FAIBLESSE DE L’ARGUMENT
Martelé depuis des années par les
médias, histoire de bien préparer l’opinion
publique, c’est un argument
démographique qui nous est présenté
comme incontournable. Un bel
exemple de pensée unique : « déséquilibres
financiers très importants,
en raison du vieillissement de la
population française » peut-on lire
sur le site de la Fonction publique,
tandis que le Conseil d’Orientation
des Retraites enfonce le clou : « les
déficits annoncés résultent de la
hausse de notre espérance de vie et
du papy boom ».
Un tel argument a pour lui d’être
simple, « à la portée de tout le
monde ». Présenté tel quel, il semble
imparable : il y a de plus en plus de
personnes âgées, donc, proportionnellement
moins d’actifs pour « financer » chaque retraité. C’est
ma-thé-ma-ti-que... mais c’est faux,
tout simplement parce que la question
démographique fait partie d’un
ensemble économique et ne peut être
comprise et traitée séparément de
son contexte.
S’en tenir au seul argument
démographique, c’est tout d’abord
feindre ignorer que la productivité a
sacrément augmenté : quand un
tailleur (un métier typique des
années 50, la fameuse époque où
nous n’avions que 66 ans d’espérance
de vie...) mettait plusieurs jours à
fabriquer un costume, quelques
dizaines d’ouvrières en sortent maintenant
sur une chaîne des milliers en
moins de 24 heures... autrement dit,
il y a certes moins d’actifs pour
chaque retraité, mais chaque actif
produit beaucoup plus !
Deuxièmement, ne parler que de
démographie en comparant la situation
antérieure à l’actuelle, c’est
faire comme si la répartition des
richesses produites était restée stable
entre ces deux périodes. Or, ce n’est
pas du tout le cas. La proportion de
la production qui revient aux actifs
n’a cessé de baisser, celle des capitalistes
n’a cessé d’augmenter. En
trente ans ils ont pris 9 % de l’ensemble
en plus de ce qu’ils prenaient
déjà ! Si les capitalistes n’avaient
pas pris une part croissante « du
gâteau », si la proportion était restée
ce qu’elle était en 1981, il n’y aurait
pas de problème de financement des
retraites, papy boom ou pas !
Enfin, la lecture en détail des rapports
officiels révèle, par-ci par-là,
des informations bien utiles. Ainsi,
peut-on lire que si « l’ensemble des
régimes de retraite et de chômage »
est maintenant déficitaire, en un
temps tout de même pas très lointain,
« en 2008, ces régimes disposaient
d’un excédent global de 4 milliards
d’euros ». Que s’est-il passé entre
temps ? La crise qui « leur coûte
environ 21 milliards en 2010 » [3]. Et
oui, « on » a bien trouvé de l’argent
pour les banques, mais maintenant,
ce même « on » veut nous faire payer
« principal et intérêts » !
Loin de découler, comme un long
fleuve tranquille, d’une nécessité
démographique, le « massacre des
retraites » résulte clairement d’un
choix cynique. A terme, l’objectif du
pouvoir est de liquider (ou du moins
d’amenuiser fortement) les retraites
telles qu’elles sont aujourd’hui (et
qui reposent sur une certaine solidarité)

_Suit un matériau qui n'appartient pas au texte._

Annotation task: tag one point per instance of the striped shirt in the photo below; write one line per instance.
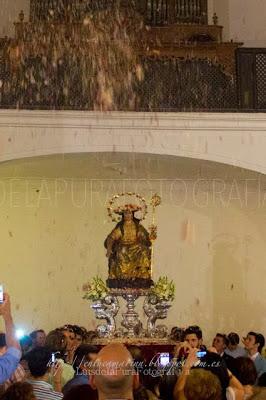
(44, 391)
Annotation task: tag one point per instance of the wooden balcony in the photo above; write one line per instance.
(187, 66)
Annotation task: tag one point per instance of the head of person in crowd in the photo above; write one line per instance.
(193, 335)
(220, 342)
(90, 336)
(233, 341)
(38, 338)
(39, 361)
(70, 337)
(262, 380)
(114, 375)
(166, 386)
(57, 342)
(79, 335)
(177, 334)
(245, 371)
(202, 385)
(19, 391)
(259, 394)
(141, 393)
(81, 392)
(254, 342)
(84, 357)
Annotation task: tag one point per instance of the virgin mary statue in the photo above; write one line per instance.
(129, 251)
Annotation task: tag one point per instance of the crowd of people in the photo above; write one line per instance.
(64, 364)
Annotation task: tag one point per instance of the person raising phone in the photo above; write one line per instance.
(9, 361)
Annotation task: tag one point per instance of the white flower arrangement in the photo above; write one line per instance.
(95, 290)
(163, 289)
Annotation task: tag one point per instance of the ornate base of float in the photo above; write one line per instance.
(131, 325)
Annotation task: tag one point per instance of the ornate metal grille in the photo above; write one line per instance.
(261, 80)
(185, 85)
(162, 12)
(170, 84)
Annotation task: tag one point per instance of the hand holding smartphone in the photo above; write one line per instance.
(1, 294)
(164, 359)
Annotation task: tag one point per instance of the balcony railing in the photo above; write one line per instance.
(155, 12)
(164, 12)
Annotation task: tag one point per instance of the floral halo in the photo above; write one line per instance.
(141, 206)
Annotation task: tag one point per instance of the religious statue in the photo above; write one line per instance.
(129, 245)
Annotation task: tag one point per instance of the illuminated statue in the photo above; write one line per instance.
(129, 247)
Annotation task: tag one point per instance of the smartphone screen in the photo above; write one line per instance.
(164, 359)
(53, 358)
(1, 294)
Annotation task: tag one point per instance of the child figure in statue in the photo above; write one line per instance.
(129, 252)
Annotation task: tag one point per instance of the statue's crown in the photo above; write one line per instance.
(127, 207)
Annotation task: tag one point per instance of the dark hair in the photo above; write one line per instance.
(166, 386)
(177, 334)
(39, 361)
(81, 392)
(202, 385)
(2, 340)
(244, 370)
(140, 393)
(214, 363)
(262, 380)
(193, 329)
(82, 354)
(224, 337)
(79, 331)
(33, 334)
(25, 343)
(19, 391)
(259, 338)
(233, 338)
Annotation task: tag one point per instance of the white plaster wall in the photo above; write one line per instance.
(221, 8)
(235, 139)
(247, 22)
(243, 20)
(9, 11)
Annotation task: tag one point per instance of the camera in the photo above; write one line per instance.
(164, 359)
(201, 354)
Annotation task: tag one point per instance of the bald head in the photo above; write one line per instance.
(114, 373)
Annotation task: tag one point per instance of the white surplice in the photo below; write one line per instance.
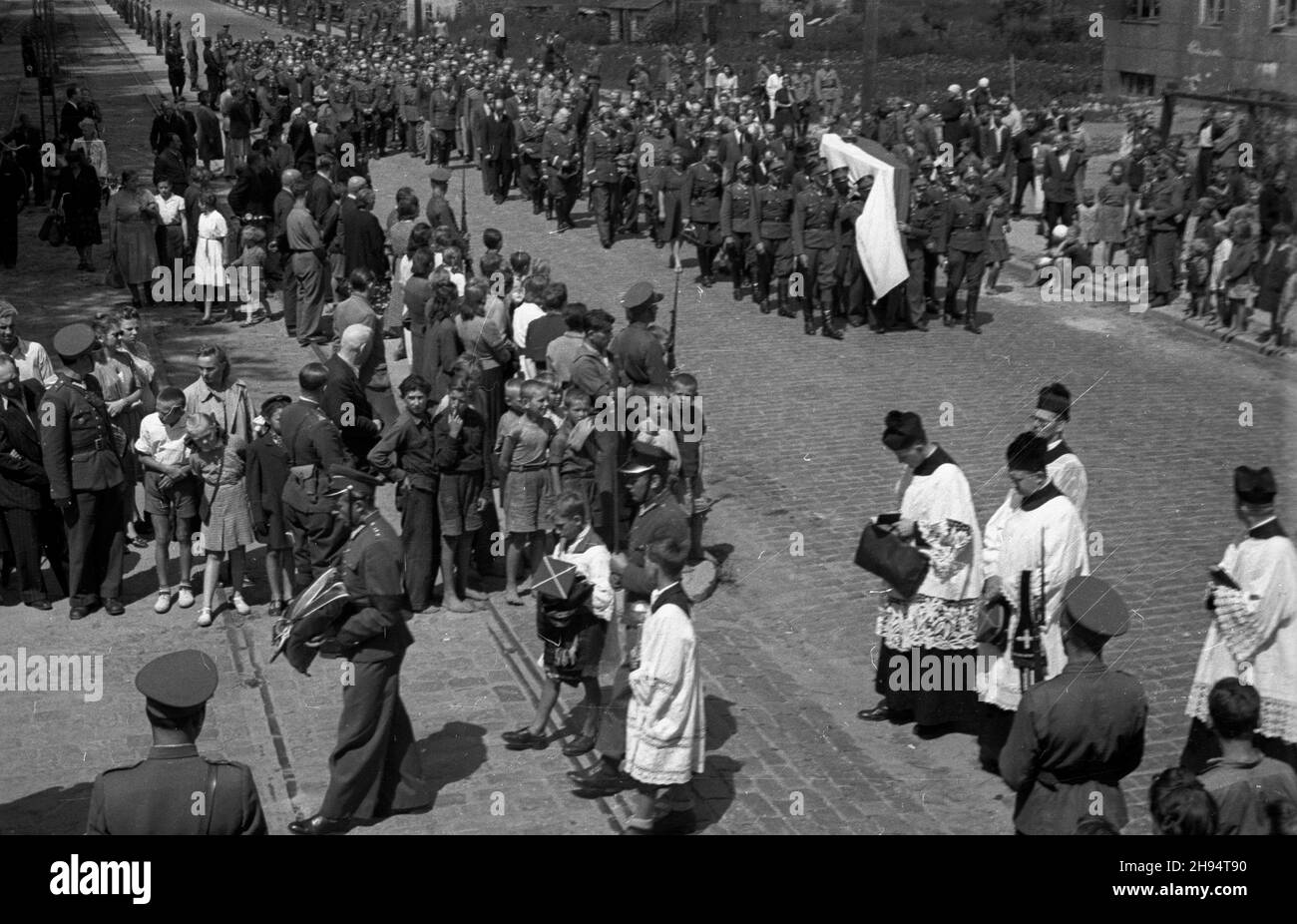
(1043, 530)
(1265, 636)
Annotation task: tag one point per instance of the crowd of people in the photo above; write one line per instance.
(498, 424)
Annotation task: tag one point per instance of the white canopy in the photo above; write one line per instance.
(877, 236)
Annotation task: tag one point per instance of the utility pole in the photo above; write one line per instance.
(868, 79)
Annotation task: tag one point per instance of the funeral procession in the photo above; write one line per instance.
(648, 417)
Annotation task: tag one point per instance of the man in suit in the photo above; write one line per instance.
(498, 154)
(161, 794)
(345, 400)
(25, 504)
(1060, 182)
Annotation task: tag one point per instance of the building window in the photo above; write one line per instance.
(1136, 85)
(1283, 14)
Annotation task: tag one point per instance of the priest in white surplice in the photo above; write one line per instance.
(937, 626)
(1253, 636)
(1039, 532)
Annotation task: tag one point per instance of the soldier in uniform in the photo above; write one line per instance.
(82, 457)
(964, 245)
(772, 206)
(815, 241)
(375, 769)
(601, 173)
(177, 790)
(311, 443)
(562, 168)
(1076, 736)
(828, 92)
(700, 197)
(738, 223)
(626, 217)
(917, 238)
(531, 135)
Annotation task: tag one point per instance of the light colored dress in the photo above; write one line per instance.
(209, 255)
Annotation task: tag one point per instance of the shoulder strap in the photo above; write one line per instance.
(206, 825)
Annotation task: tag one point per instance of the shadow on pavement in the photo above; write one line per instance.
(51, 811)
(452, 754)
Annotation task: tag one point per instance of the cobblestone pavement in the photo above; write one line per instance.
(787, 642)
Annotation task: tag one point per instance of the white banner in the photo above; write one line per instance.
(877, 236)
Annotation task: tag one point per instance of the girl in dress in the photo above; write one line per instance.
(220, 462)
(250, 284)
(209, 254)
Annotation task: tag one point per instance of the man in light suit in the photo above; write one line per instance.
(1060, 184)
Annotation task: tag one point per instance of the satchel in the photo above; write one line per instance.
(889, 557)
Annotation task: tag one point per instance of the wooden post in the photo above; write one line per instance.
(868, 79)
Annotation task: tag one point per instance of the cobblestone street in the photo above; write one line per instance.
(794, 460)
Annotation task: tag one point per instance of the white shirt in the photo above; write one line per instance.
(165, 444)
(523, 315)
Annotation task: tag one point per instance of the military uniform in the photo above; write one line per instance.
(177, 790)
(773, 210)
(311, 443)
(815, 240)
(563, 182)
(601, 173)
(965, 231)
(1076, 736)
(375, 769)
(738, 225)
(83, 462)
(700, 197)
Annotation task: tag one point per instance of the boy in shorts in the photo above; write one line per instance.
(170, 493)
(530, 480)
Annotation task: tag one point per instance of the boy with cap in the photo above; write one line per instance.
(1076, 736)
(1253, 636)
(159, 794)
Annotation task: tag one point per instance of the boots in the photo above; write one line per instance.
(785, 311)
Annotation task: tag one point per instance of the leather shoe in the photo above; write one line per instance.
(524, 739)
(318, 824)
(582, 743)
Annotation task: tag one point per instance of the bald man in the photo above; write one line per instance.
(345, 401)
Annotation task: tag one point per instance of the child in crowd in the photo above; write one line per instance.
(572, 629)
(665, 725)
(1254, 794)
(1197, 270)
(530, 482)
(219, 461)
(403, 454)
(170, 493)
(249, 280)
(462, 492)
(267, 474)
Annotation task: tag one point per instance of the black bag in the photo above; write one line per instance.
(889, 557)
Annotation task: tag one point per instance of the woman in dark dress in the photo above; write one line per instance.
(78, 200)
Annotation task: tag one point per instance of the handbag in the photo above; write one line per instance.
(886, 556)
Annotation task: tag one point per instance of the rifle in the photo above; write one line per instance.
(670, 337)
(463, 215)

pour obliger tout un chacun à
tenter de « protéger » sa future
vieillesse en confiant sa retraite au
privé, aux assureurs, au banquiers...
qui ont amplement prouvé, aux USA
par exemple, qu’ils « jouent » avec
cet argent quitte à plumer totalement
le dépositaire !
Léon
En 1981, 74 % de la richesse
produite en France allait aux
salariés.En 2009, cette proportion
était tombée à 65 %.
(Source : INSEE)
C’est à ceux qui empochent la
différence qu’il faut présenter
la facture des retraites,
pas aux salariés !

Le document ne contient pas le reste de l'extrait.